I'll try to summarize it as best as I can:
1. Kirtsaeng, a Thailand student went to school in the United States
2. There, he noticed that there was quite a disparity between the prices of textbooks
-They were cheaper in Thailand then in America, and they had virtually the same content*
3. He decided to reverse-import textbook from Thailand, and sell them in the United States to make a profit off the price difference
4. Sold the reverse-imported textbooks on ebay
5. The publisher of the textbooks (John Wiley & Sons) notices and decided to take it up in court
6. Several cases and appeals later it makes it's way onto the supreme court
*This is because of the differences in the standard of living in other countries. In order to be able to make a profit, and compete in those markets, companies books with virtually the same material, but with differences in the way they are made. This is the price and sell them competitively in regions with different standards of living.
The link to the SCOTUS blog "Proceedings and Orders" Here
When I first read the list I was rather surprised by the list of amicus curiae. The most surprising was Costco, I looked into that and it turned out that Costco had faced a very similar lawsuit with a watch company (Omega) within the past few years in which the courts ruled in favor of Costco. It seems that they are also attempting to protect the first sale doctrine.
The lawsuit primarily concerns itself with the "First Sale Doctrine" which basically states that after you buy something from a producer, they lose control over it. To put it into context, if I were to buy clothes from "Clothing Inc", I could choose to resell those clothes in a yard sale and "Clothing Inc" would not have any say in it.

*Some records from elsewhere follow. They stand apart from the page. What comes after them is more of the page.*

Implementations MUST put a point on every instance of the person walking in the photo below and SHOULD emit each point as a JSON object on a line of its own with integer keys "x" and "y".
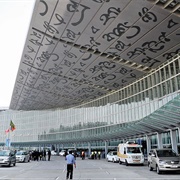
{"x": 70, "y": 159}
{"x": 49, "y": 155}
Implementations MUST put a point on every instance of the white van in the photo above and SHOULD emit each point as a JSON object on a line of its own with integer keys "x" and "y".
{"x": 130, "y": 153}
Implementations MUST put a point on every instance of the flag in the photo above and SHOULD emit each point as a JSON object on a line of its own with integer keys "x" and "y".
{"x": 7, "y": 131}
{"x": 12, "y": 126}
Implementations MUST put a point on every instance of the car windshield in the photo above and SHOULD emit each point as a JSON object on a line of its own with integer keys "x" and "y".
{"x": 133, "y": 150}
{"x": 4, "y": 153}
{"x": 166, "y": 153}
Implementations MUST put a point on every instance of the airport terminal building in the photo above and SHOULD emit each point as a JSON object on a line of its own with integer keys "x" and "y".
{"x": 89, "y": 84}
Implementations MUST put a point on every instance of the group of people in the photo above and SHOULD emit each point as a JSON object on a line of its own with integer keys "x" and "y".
{"x": 95, "y": 155}
{"x": 40, "y": 155}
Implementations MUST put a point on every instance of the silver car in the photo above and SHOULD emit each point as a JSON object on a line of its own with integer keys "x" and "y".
{"x": 163, "y": 160}
{"x": 7, "y": 157}
{"x": 22, "y": 156}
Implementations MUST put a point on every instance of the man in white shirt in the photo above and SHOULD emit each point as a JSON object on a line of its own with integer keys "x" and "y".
{"x": 70, "y": 161}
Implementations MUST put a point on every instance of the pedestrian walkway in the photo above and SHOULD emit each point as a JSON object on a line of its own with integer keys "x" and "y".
{"x": 86, "y": 170}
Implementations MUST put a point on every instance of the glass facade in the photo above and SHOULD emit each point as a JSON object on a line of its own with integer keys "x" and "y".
{"x": 104, "y": 118}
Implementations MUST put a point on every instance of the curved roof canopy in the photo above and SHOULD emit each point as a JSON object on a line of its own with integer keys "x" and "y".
{"x": 79, "y": 50}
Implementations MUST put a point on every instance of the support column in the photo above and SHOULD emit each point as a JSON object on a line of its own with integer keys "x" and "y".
{"x": 106, "y": 148}
{"x": 173, "y": 140}
{"x": 159, "y": 140}
{"x": 89, "y": 149}
{"x": 148, "y": 143}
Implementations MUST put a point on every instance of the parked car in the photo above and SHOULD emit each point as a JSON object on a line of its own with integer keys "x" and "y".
{"x": 112, "y": 156}
{"x": 163, "y": 160}
{"x": 22, "y": 156}
{"x": 7, "y": 157}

If the courts should rule in favor of John Wiley & Sons, then any company could have control of their products after the first sale. So no more yard sales, as every company could (but I don't think they will) demand a portion of the profits from the sale. Kirtsaeng argues that allowing this ruling would give incentive for companies to outsource production overseas, and that it will hurt the economy, primarily the grey market.
On the flip side, if the courts rule in favor of Kirtsaeng, it would set a precedent for reverse-importing, and it could easily destroy some companies. John Wiley & Sons argues that what Kirtsaeng is doing is copyright violation, and they are also seeking reparations for the books that Kirtsaeng sold. I believe that a lower court stated that the first sale doctrine only applies to domestically produced goods, and thus Kirtsaeng is violation of copyright. That was also what caused Kirtsaeng to appeal to the supreme court.
This really is an ambiguous situation. Regardless of the ruling, one party will walk away worse than before.
What Should be done?
My own opinion, but I think that John Wiley & Sons would have been better off keeping quiet. This is actually creating a sort of Streisand Effect. By attempting to stop the reverse-importing/copyright violation, they have actually raised awareness for it. This could start an interesting trend in the "Grey Market", rather then the incoming freshmen buying from upperclassmen. This trend could cause quite a bit of damage in the textbook industry.